Tenemos, pues, que contribuir a la paz muy discretamente, sabiendo que somos parte del problema. No podemos ser jueces, pero podemos hacer mucho. Nuestra reacción debería centrarse en la compasión con las víctimas de uno y otro lado. ¿Por qué no pensar en un acuerdo internacional en el que se comprometan los países y sus sociedades a intervenir en conflictos armados si hay casos de agresión contra la sociedad civil? La autoridad de la víctima como principio de intervención; las víctimas de uno y otro lado como principio de movilización. No podemos dar lecciones a Israel sobre nacionalismo, pero sí sacar conclusiones del nuestro, tan hostil al diferente que le hemos borrado de nuestra memoria. Sólo podemos criticar Gaza si asumimos la responsabilidad por ese pasado. Por eso resulta tan penosa esa actitud de superioridad moral que muestran nuestros políticos —particularmente la del presidente de Gobierno, que innecesariamente está dilapidando la confianza que generó la España democrática que en 1986 reconoció al Estado de Israel, impensable en tiempos de Franco— o de muchos ciudadanos, manifestándose indignados, que han olvidado lo que hicieron los abuelos. Si no procesamos ese pasado violento, nuestra indignación actual lo reproducirá.

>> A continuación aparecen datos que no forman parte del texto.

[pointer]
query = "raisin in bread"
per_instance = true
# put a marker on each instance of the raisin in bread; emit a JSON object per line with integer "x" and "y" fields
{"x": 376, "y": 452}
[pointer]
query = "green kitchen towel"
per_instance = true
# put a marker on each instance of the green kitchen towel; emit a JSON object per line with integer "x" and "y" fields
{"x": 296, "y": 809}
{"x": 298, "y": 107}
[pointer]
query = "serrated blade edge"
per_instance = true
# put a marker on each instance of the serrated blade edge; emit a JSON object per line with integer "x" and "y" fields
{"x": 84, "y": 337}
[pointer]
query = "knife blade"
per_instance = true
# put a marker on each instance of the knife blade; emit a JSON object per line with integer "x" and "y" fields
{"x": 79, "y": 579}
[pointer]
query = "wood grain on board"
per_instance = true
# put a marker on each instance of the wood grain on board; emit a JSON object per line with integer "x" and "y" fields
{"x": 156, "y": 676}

El Estado de Israel está protagonizando ciertamente una guerra injusta, por lo desproporcionada, y los Estados deben hacer lo posible para pararla (embargo de armas, revisión de tratados comerciales, actividad diplomática en todos los órdenes, etcétera). Pero no perdamos de vista a la otra parte: la torpeza palestina desde 1948 y el terrorismo de Hamás. Cuando veamos flamear las banderas de Palestina en las metas deberíamos preguntarnos qué ocurriría si tuvieran ellos el poder militar que tiene Israel. Y, mirando hacia dentro, Hamás dice tener a Alá por objetivo, a Mahoma como modelo y al Corán como Constitución… Sólo este fundamentalismo totalitario explica que habiendo Hamás provocado una guerra (y la sigue provocando), sacrificando a su pueblo sólo para dejar en evidencia la brutalidad de Israel, no encuentre respuesta entre los médicos, maestros y ciudadanos palestinos que sufren la violencia israelí y no dicen una palabra sobre la opresión interna. Por todo eso, las imágenes en las metas transmiten una imagen falsa: como si Israel fuera el problema y las banderas palestinas, que los manifestantes exhiben, la solución.

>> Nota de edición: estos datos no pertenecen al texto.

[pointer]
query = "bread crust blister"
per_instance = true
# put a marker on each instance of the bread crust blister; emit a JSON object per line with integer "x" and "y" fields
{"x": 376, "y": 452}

Las críticas al Gobierno de Netanyahu son tan legítimas como las que se hacen a cualquier otra política prepotente o desproporcionad. Eso no es antisemitismo, pero puede serlo si se confunde a Netanyahu con “lo judío”, y, criticando legítimamente la guerra de Israel en Gaza, se demoniza lo judío, al judaísmo en general. No hay que confundir antisionismo (crítica del nacionalismo israelí) con antisemitismo (negación del judío). Pero algo hay de antisemitismo en el ambiente cuando se exige borrar el nombre de Israel de unas camisetas y se celebra, en otras, en las de los Emiratos Árabes. Habría que preguntarse por qué las universidades españolas suspenden la colaboración científica con instituciones israelíes, “a no ser que se hayan manifestado a favor de la paz”, y eximen de esa condición a las instituciones palestinas.

Es sano que la sociedad se movilice contra esa guerra y se ponga del lado de las víctimas de ambas partes; que se critique a Netanyahu pero que no se jalee a Hamás, ni a lo palestino que ellos representan. En esas manifestaciones no sólo se olvida que fue Hamás quien, en un gesto suicida, provocó la guerra, sino que, para conseguir la paz, también tiene que cambiar, además de la política de Israel, muchos contenidos políticos que se esconden en las banderas palestinas que ondean los manifestantes.